The purpose of this example is to demonstrate Spring Boot 1.4.2 with Oauth2 (using JWTs) and CORS support.
But at this time the CORS support is not working. See this GitHub issue.
cd {repo-root}
gradle bootRun
Use Postman or Httpie and it'll respond perfectly, for example:
http --auth-type basic --auth client1:password --form POST http://localhost:8080/oauth/token grant_type="password" username="user1" password="password"
HTTP/1.1 200
Cache-Control: no-store
Content-Type: application/json;charset=UTF-8
Date: Fri, 23 Dec 2016 03:15:25 GMT
Pragma: no-cache
Transfer-Encoding: chunked
X-Application-Context: application
X-Content-Type-Options: nosniff
X-Frame-Options: DENY
X-XSS-Protection: 1; mode=block
{
"access_token": "eyJhbGciOiJIUzI1NiIsInR5cCI6IkpXVCJ9.eyJ1c2VyLXV1aWQiOiI3YzNmNTY3My1jZWRlLTRmYjMtOGUzZC05YjdlMGZhODA0OGYiLCJ1c2VyX25hbWUiOiJ1c2VyMSIsInNjb3BlIjpbImZvby1zY29wZSJdLCJleHAiOjE0ODI0NjM1MjUsImF1dGhvcml0aWVzIjpbInJpZ2h0MSJdLCJqdGkiOiI4OTJkM2JhZC01YTFmLTQ0NTUtOWNhNS1jNjM2MWUwMTg2MjYiLCJjbGllbnRfaWQiOiJjbGllbnQxIn0.ofNkDHhfpFwdW5qcgxoFzpoY9wzvs7vwwH2ULxBm4Bc",
"expires_in": 599,
"jti": "892d3bad-5a1f-4455-9ca5-c6361e018626",
"refresh_token": "eyJhbGciOiJIUzI1NiIsInR5cCI6IkpXVCJ9.eyJ1c2VyLXV1aWQiOiI3YzNmNTY3My1jZWRlLTRmYjMtOGUzZC05YjdlMGZhODA0OGYiLCJ1c2VyX25hbWUiOiJ1c2VyMSIsInNjb3BlIjpbImZvby1zY29wZSJdLCJhdGkiOiI4OTJkM2JhZC01YTFmLTQ0NTUtOWNhNS1jNjM2MWUwMTg2MjYiLCJleHAiOjE0ODI0NjQ3MjUsImF1dGhvcml0aWVzIjpbInJpZ2h0MSJdLCJqdGkiOiJkNjI2NmNkNS1mZjdkLTRjYzItOWJjMS1jODU2MmEwOTY2ZGIiLCJjbGllbnRfaWQiOiJjbGllbnQxIn0.H_mKswPz8zuEoQajiO4FvrnFXJoVZttqXFG3sP58N4I",
"scope": "foo-scope",
"token_type": "bearer",
"user-uuid": "7c3f5673-cede-4fb3-8e3d-9b7e0fa8048f"
}
When you try to use JavaScript in Chrome it fails with a:
XMLHttpRequest cannot load http://localhost:8080/oauth/token.

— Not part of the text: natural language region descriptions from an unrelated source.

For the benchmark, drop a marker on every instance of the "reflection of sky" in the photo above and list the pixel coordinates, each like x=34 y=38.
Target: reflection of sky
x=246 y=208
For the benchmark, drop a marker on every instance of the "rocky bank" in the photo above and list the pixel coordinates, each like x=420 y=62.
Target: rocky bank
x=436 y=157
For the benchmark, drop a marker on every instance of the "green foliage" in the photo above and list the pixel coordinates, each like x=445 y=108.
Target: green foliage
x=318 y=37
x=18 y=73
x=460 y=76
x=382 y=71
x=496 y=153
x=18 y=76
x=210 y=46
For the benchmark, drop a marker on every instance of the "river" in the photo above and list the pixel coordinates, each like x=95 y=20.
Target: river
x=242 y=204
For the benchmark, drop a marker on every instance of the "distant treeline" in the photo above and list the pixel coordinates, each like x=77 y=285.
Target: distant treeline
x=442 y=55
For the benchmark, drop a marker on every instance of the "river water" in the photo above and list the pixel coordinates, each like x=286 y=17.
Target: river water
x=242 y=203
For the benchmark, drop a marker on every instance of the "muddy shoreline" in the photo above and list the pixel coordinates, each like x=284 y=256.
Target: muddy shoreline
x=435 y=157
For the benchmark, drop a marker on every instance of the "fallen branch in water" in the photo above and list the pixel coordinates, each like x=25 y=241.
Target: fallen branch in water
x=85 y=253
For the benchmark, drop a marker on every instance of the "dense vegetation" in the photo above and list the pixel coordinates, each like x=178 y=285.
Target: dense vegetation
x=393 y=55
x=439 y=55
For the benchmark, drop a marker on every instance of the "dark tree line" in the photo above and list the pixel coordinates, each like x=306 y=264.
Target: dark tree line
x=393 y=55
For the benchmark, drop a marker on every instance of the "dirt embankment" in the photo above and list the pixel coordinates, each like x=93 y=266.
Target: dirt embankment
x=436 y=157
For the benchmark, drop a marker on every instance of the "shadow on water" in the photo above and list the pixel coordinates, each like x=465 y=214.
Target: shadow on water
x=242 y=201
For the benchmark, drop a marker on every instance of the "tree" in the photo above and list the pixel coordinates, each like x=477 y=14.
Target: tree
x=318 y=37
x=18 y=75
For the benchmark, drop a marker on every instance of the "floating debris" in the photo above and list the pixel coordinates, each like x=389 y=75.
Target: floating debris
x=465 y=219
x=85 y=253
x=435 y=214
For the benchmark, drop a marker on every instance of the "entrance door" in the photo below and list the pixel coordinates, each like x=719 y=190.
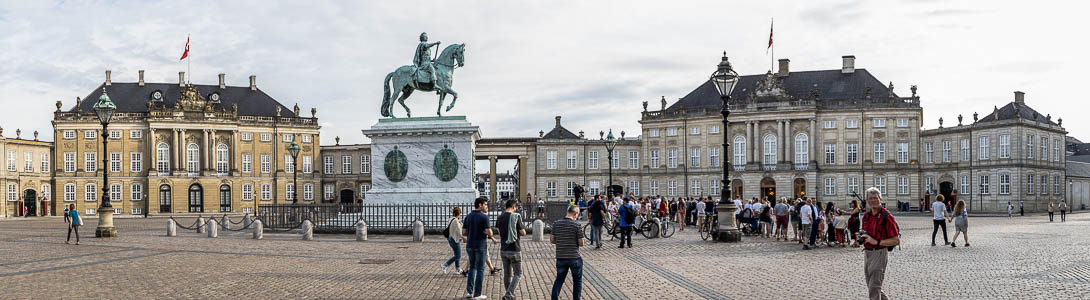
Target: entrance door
x=31 y=200
x=196 y=199
x=348 y=196
x=767 y=188
x=945 y=189
x=165 y=199
x=800 y=188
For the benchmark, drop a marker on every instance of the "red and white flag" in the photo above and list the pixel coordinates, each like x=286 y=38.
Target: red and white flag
x=186 y=52
x=765 y=49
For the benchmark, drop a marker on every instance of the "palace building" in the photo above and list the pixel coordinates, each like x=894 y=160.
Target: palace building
x=182 y=147
x=25 y=176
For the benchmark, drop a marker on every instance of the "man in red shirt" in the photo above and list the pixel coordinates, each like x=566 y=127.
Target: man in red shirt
x=880 y=232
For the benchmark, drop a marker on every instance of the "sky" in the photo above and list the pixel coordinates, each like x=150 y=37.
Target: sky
x=593 y=62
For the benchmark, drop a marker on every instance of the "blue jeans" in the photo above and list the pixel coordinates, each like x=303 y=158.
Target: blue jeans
x=561 y=273
x=458 y=254
x=595 y=235
x=475 y=278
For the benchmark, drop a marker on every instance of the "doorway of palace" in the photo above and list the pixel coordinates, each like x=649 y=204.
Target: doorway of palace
x=946 y=189
x=348 y=196
x=800 y=188
x=196 y=199
x=736 y=188
x=31 y=201
x=767 y=188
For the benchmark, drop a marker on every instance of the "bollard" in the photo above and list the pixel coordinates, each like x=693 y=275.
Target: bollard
x=171 y=228
x=201 y=227
x=213 y=229
x=307 y=230
x=361 y=230
x=258 y=230
x=539 y=229
x=418 y=231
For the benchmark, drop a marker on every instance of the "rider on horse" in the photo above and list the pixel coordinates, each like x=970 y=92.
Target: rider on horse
x=423 y=57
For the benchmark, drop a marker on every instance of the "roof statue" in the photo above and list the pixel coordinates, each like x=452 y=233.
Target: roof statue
x=425 y=74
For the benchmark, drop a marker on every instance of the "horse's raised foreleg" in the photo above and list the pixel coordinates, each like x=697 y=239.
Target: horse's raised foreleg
x=441 y=97
x=451 y=100
x=401 y=100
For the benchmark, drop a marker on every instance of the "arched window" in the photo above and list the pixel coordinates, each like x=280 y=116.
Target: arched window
x=221 y=155
x=193 y=159
x=165 y=199
x=162 y=158
x=739 y=151
x=770 y=150
x=801 y=148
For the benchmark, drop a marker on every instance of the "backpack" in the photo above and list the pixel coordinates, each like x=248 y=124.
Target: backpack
x=629 y=215
x=882 y=218
x=446 y=230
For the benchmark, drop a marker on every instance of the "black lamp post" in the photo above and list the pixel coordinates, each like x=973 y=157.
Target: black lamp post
x=725 y=79
x=293 y=148
x=610 y=144
x=105 y=109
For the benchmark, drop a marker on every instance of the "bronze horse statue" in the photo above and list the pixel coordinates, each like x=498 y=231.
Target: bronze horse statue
x=406 y=80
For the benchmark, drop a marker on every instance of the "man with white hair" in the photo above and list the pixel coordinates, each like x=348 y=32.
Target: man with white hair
x=879 y=236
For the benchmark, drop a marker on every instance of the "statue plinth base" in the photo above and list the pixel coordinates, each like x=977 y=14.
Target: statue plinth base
x=421 y=140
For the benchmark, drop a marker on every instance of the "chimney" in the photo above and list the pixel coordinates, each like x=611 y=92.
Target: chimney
x=849 y=64
x=784 y=67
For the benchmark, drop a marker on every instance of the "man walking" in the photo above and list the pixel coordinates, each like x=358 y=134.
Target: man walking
x=597 y=216
x=510 y=231
x=807 y=216
x=627 y=214
x=474 y=231
x=939 y=209
x=880 y=232
x=568 y=238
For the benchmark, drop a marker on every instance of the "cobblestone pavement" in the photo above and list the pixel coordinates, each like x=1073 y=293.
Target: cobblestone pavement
x=1025 y=258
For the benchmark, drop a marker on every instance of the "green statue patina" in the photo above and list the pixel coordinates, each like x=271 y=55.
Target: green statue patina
x=424 y=74
x=446 y=164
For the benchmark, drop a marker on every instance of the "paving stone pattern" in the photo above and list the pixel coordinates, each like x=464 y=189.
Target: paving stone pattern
x=1025 y=258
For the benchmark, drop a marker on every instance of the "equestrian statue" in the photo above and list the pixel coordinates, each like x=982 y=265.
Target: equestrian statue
x=425 y=74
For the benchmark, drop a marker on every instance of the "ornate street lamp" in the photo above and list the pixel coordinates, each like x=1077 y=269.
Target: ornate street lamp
x=293 y=148
x=610 y=144
x=105 y=109
x=725 y=79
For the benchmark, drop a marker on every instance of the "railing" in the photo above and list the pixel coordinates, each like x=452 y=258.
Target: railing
x=390 y=217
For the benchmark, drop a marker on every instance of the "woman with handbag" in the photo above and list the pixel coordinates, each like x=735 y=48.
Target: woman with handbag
x=74 y=225
x=960 y=223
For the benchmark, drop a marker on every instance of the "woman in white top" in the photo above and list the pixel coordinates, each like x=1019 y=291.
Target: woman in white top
x=455 y=239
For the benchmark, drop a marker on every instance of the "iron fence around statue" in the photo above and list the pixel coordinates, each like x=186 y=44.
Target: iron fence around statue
x=392 y=218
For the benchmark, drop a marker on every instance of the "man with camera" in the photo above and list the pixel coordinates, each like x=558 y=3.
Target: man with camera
x=879 y=236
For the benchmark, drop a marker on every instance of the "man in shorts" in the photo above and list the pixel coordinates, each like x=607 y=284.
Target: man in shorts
x=780 y=212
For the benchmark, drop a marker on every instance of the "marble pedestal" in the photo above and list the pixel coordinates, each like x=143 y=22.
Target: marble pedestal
x=421 y=140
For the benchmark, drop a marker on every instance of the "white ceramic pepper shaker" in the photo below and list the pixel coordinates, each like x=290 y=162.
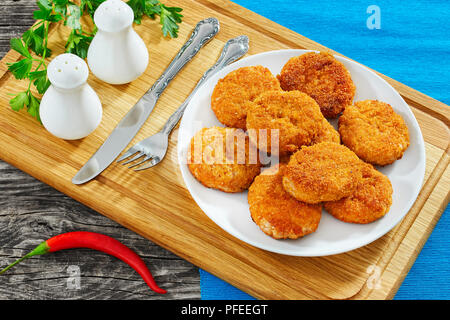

Response for preflight has invalid HTTP status code 401
Here is the full request from Chome:
OPTIONS /oauth/token HTTP/1.1
Host: localhost:8080
Connection: keep-alive
Access-Control-Request-Method: POST
Origin: http://localhost:9000
User-Agent: Mozilla/5.0 (Macintosh; Intel Mac OS X 10_12_2) AppleWebKit/537.36 (KHTML, like Gecko) Chrome/55.0.2883.95 Safari/537.36
Access-Control-Request-Headers: authorization, cache-control
Accept: */*
Referer: http://localhost:9000/
Accept-Encoding: gzip, deflate, sdch, br
Accept-Language: en-US,en;q=0.8
And the full response Chrome receives back:
HTTP/1.1 401
WWW-Authenticate: Basic realm="oauth2/client"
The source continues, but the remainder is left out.